My problem is that when you come up with an excuse it's a good one that Bethesda could've easily implemented. The Institute could've killed everyone to divert power, but Bethesda never tell us that.
Ironically you're contributing to this thread, by justifying these stupid plot holes you're giving valid points Bethesda could've easily used to form a coherent story. You obviously like Fallout 4, so I'm stumped as to why they would hire Emil over someone like you- that can turn these absurd and idiotic Bethesderps into good stories.
^this isn't sarcasm by the way. I mean it.
Thank you very much.
I generally cut Bethesda a good deal of slack because there's things which can be inferred or guessed at without being spelled out. Also, there's fun in being able to guess at things but Fallout 4 is frustrating for me as it's very clear to me that they often have plans to have things explained but don't or just don't care.
It feels like an opposite of Skyrim weirdly. Skyrim has a bunch of questions and holes but you know Bethesda has an answer to every damn one of these questions you might raise even when they do retcon the shit out of the game every new edition. They bother to state, "Talos did it" for why it's no longer jungle in Cyrodiil. Here, it doesn't necessarily feel like it's done and I can't help but wonder if the answer was there originally (the Institute mentions it steals power) but got left out because theres multiple writers and programers.
One of my big problems with Fallout 4 is the loss of the written dialogue because that drastically reduced the amount of questions you could ask. You could spend all day asking things in F3 and Fallout New vegas and that's just not an option this time around. Even the terminals feel more full of minutia this time around with only a few like Libertalia's being interesting to bother with. It doesn't reward players who DO want to know all this stuff.
Honestly, I think part of the thing which frustrates me about Fallout 4's story isn't necessarily the lore breaks but the big holes in the personal narrative. I can deal with Jet existing Pre-War and come up with excuses if I have to (the Power Armor is harder) but there's a bunch of missing emotional beats storywise.
You can't discuss or research very important stuff about the narrative in-game. Did Shaun create the Super Mutants? Why can't you bring up your son is a mass-murderer if he did create the Super Mutants? Are the Super-Mutants the kidnapped Wastelands the Synths replace? Can they be cured with the Doctor's serum? What happened to all those missing Wastelanders?
That hurt my personal RPG because these are very big deals.

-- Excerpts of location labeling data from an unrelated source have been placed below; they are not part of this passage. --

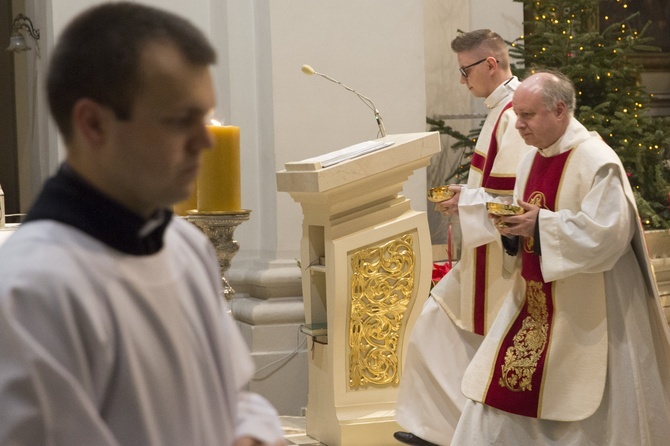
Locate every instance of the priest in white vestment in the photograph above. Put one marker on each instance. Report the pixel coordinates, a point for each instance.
(464, 303)
(579, 353)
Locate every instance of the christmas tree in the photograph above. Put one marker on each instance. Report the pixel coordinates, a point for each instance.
(600, 55)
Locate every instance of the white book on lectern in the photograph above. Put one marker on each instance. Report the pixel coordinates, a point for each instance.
(332, 158)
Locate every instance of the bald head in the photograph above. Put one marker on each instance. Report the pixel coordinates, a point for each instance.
(544, 104)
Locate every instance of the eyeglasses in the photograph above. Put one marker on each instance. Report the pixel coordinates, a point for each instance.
(465, 73)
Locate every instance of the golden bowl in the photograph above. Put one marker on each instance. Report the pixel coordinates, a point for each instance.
(440, 193)
(501, 209)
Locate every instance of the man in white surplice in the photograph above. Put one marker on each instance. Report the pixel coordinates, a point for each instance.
(113, 329)
(579, 353)
(464, 303)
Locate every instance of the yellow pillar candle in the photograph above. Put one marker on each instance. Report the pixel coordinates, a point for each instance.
(219, 177)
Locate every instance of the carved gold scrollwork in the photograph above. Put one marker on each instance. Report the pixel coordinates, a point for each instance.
(381, 287)
(529, 342)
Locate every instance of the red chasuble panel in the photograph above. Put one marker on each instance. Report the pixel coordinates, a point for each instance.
(516, 383)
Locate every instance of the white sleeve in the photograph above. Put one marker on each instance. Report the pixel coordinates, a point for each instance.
(592, 239)
(257, 418)
(476, 228)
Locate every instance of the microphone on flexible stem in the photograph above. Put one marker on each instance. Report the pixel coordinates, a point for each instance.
(367, 101)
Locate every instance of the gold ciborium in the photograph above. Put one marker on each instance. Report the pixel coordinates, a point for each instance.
(219, 227)
(502, 209)
(440, 193)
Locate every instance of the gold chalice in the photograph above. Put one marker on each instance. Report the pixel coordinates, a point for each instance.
(501, 209)
(440, 193)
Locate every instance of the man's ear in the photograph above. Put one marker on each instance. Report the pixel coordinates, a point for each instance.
(561, 110)
(90, 121)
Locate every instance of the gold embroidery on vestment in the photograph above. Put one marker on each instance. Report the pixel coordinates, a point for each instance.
(529, 342)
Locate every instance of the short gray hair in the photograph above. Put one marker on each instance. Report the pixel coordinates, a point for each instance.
(557, 87)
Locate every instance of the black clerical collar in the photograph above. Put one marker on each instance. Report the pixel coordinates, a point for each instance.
(69, 199)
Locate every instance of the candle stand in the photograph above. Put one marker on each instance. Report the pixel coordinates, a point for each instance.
(219, 227)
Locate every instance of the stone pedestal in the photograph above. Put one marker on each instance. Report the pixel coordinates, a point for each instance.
(366, 266)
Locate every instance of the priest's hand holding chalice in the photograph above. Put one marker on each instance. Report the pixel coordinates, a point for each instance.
(445, 198)
(514, 220)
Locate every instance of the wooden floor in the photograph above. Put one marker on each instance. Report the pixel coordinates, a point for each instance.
(294, 432)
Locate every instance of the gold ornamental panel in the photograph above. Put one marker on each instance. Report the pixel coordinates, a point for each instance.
(381, 288)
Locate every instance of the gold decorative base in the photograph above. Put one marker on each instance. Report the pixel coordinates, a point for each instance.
(219, 227)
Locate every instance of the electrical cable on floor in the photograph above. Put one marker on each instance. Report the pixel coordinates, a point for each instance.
(289, 356)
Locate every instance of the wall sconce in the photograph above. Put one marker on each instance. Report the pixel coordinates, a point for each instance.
(17, 43)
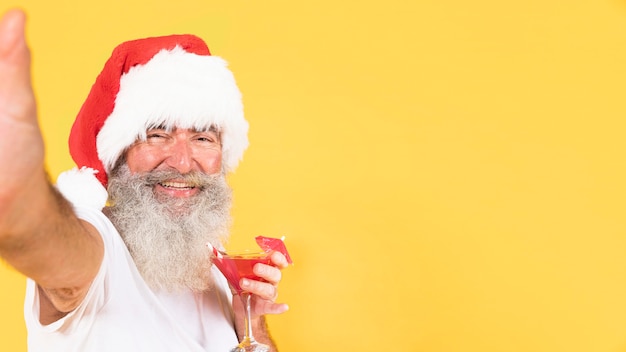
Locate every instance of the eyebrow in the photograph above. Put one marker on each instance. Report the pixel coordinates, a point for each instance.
(211, 128)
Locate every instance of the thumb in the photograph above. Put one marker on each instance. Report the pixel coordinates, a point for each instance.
(16, 95)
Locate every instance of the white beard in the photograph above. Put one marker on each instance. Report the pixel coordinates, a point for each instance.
(167, 236)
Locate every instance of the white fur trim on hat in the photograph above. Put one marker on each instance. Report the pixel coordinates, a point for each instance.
(81, 187)
(176, 89)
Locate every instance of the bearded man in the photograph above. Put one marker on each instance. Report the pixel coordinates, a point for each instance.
(115, 254)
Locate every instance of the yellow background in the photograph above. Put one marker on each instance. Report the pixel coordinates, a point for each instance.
(450, 175)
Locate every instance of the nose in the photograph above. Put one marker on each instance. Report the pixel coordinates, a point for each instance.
(180, 156)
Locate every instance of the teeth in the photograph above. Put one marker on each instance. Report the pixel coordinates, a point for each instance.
(171, 184)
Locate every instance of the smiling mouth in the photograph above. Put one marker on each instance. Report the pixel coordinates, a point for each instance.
(177, 185)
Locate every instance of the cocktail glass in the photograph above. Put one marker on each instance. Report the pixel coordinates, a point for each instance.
(236, 266)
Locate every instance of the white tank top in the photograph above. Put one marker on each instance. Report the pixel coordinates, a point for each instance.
(120, 313)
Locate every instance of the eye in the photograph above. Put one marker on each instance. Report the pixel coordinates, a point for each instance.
(208, 137)
(156, 134)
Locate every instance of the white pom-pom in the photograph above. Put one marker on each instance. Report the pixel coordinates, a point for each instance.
(81, 187)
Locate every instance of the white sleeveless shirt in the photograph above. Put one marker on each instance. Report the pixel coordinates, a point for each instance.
(121, 313)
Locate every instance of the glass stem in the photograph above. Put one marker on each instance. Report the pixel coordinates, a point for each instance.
(246, 299)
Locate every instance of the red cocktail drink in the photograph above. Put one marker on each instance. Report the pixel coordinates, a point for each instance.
(240, 265)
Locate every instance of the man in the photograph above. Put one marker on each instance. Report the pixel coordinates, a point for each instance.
(161, 126)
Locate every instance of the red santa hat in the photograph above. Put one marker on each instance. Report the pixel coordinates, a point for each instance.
(171, 81)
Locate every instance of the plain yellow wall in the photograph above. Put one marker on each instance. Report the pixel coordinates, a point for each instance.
(449, 174)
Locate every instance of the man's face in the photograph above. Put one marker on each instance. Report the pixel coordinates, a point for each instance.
(168, 199)
(182, 150)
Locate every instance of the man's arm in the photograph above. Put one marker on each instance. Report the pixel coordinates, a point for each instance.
(39, 233)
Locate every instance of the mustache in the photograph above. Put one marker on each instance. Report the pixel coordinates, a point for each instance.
(193, 178)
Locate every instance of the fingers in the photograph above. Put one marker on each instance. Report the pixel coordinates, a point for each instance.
(264, 290)
(16, 96)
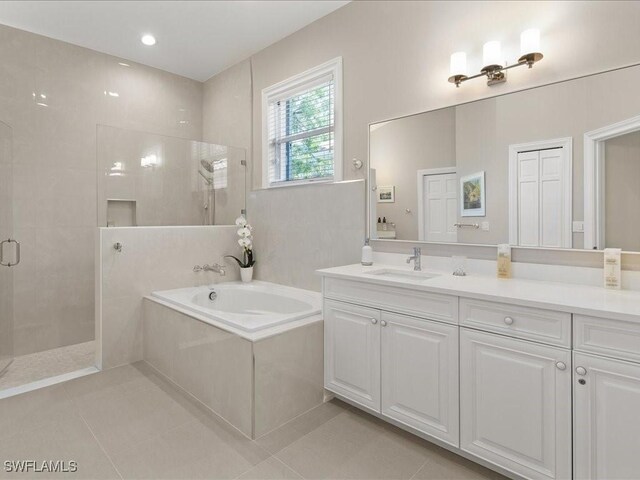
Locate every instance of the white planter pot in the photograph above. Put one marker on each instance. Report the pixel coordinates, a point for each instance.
(246, 274)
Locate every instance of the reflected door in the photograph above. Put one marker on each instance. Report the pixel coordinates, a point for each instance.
(6, 232)
(439, 208)
(543, 190)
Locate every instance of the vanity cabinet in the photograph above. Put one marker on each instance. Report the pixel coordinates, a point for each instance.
(606, 418)
(515, 404)
(420, 375)
(352, 352)
(402, 367)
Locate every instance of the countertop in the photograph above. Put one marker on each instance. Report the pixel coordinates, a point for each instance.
(565, 297)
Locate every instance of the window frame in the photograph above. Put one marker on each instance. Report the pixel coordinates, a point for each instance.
(290, 85)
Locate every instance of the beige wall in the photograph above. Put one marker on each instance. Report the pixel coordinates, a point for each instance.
(396, 58)
(172, 192)
(152, 258)
(400, 148)
(622, 190)
(54, 168)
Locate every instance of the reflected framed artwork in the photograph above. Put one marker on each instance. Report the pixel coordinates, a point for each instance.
(387, 194)
(473, 195)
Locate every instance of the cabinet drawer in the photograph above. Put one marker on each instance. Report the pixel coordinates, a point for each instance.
(401, 300)
(613, 338)
(544, 326)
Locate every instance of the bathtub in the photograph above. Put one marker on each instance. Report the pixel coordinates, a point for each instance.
(247, 307)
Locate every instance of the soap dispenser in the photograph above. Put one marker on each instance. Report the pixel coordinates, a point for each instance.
(367, 254)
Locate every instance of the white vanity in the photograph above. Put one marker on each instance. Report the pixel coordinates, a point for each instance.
(537, 378)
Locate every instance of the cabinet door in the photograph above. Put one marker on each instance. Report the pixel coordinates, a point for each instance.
(606, 418)
(352, 352)
(515, 404)
(420, 375)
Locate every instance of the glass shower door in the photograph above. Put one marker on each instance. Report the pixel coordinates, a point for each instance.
(8, 253)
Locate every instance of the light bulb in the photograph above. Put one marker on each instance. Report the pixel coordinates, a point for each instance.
(491, 54)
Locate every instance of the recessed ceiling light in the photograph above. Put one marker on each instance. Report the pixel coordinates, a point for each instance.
(148, 39)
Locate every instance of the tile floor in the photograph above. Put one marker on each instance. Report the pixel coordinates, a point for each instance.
(130, 423)
(50, 363)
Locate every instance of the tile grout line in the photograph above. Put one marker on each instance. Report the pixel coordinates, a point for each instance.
(420, 469)
(99, 443)
(289, 467)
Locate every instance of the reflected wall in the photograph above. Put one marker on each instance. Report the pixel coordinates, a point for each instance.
(53, 95)
(147, 179)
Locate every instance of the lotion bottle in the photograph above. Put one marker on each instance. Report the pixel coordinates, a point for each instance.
(504, 260)
(367, 254)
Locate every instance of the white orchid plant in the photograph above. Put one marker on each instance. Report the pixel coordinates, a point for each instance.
(246, 243)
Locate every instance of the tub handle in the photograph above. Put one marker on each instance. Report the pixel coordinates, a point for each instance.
(9, 264)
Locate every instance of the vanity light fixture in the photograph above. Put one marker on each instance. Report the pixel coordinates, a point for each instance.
(148, 40)
(493, 68)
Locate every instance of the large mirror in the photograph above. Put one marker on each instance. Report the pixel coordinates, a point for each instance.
(556, 166)
(148, 179)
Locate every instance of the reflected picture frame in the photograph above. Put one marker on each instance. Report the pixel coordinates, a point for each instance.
(387, 194)
(472, 195)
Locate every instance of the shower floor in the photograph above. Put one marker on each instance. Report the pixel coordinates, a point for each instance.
(50, 363)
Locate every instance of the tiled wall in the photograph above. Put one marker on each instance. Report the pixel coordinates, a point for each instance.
(298, 230)
(53, 95)
(152, 258)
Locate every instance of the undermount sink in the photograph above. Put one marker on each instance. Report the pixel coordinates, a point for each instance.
(393, 274)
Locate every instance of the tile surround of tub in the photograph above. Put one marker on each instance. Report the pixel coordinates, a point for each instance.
(255, 386)
(152, 258)
(214, 366)
(300, 229)
(288, 376)
(54, 168)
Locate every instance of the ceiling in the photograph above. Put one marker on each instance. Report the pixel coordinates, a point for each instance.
(196, 39)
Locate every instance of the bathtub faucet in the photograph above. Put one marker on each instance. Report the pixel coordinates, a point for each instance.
(216, 267)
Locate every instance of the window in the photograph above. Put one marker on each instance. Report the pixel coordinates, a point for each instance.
(301, 128)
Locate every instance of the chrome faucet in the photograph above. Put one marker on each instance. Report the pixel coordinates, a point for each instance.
(216, 267)
(417, 265)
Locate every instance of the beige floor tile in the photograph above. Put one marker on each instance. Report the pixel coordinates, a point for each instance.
(354, 445)
(64, 438)
(297, 428)
(449, 466)
(270, 469)
(196, 450)
(127, 415)
(22, 413)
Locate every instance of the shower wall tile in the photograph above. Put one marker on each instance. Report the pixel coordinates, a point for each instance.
(152, 258)
(55, 171)
(298, 230)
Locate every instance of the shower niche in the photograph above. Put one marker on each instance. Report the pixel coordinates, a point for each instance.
(121, 213)
(145, 179)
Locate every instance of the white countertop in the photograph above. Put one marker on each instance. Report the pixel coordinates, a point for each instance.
(579, 299)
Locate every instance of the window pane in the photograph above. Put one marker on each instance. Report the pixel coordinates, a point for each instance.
(310, 157)
(310, 110)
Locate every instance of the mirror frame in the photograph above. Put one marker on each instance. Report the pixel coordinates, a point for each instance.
(592, 167)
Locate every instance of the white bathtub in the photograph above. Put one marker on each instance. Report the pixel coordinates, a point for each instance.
(249, 307)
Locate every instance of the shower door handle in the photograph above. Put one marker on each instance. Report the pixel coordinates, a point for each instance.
(9, 264)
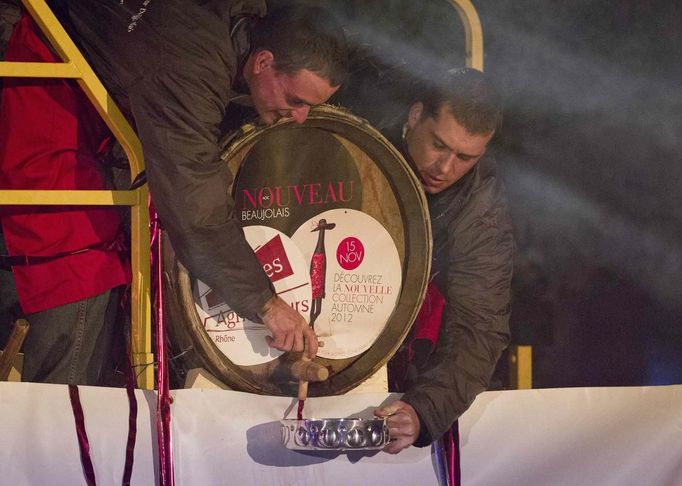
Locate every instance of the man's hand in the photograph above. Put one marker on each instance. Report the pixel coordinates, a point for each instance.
(289, 330)
(403, 425)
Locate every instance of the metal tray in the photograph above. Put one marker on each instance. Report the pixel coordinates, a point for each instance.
(335, 434)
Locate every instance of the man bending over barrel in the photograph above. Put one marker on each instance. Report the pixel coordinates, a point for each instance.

I, for one, would like to know who raised Shaun to be the vicious sociopath he is. You could make an interesting story by having it be Doctor Zimmer for example but he's not in the game.
So you could say the breaks aren't issues so much as it'd be nice to have someone who is the continuity master to answer these questions like in Star Wars (who has one of these) or someone to talk about Fallout like Sawyer did his Fallout Bible.
I suspect the answer is the online video game "The Writer will Do something" which is a satire of how video games are made. Basically, Cabot House was one writers baby while another writer wrote something else and it was all just tied together.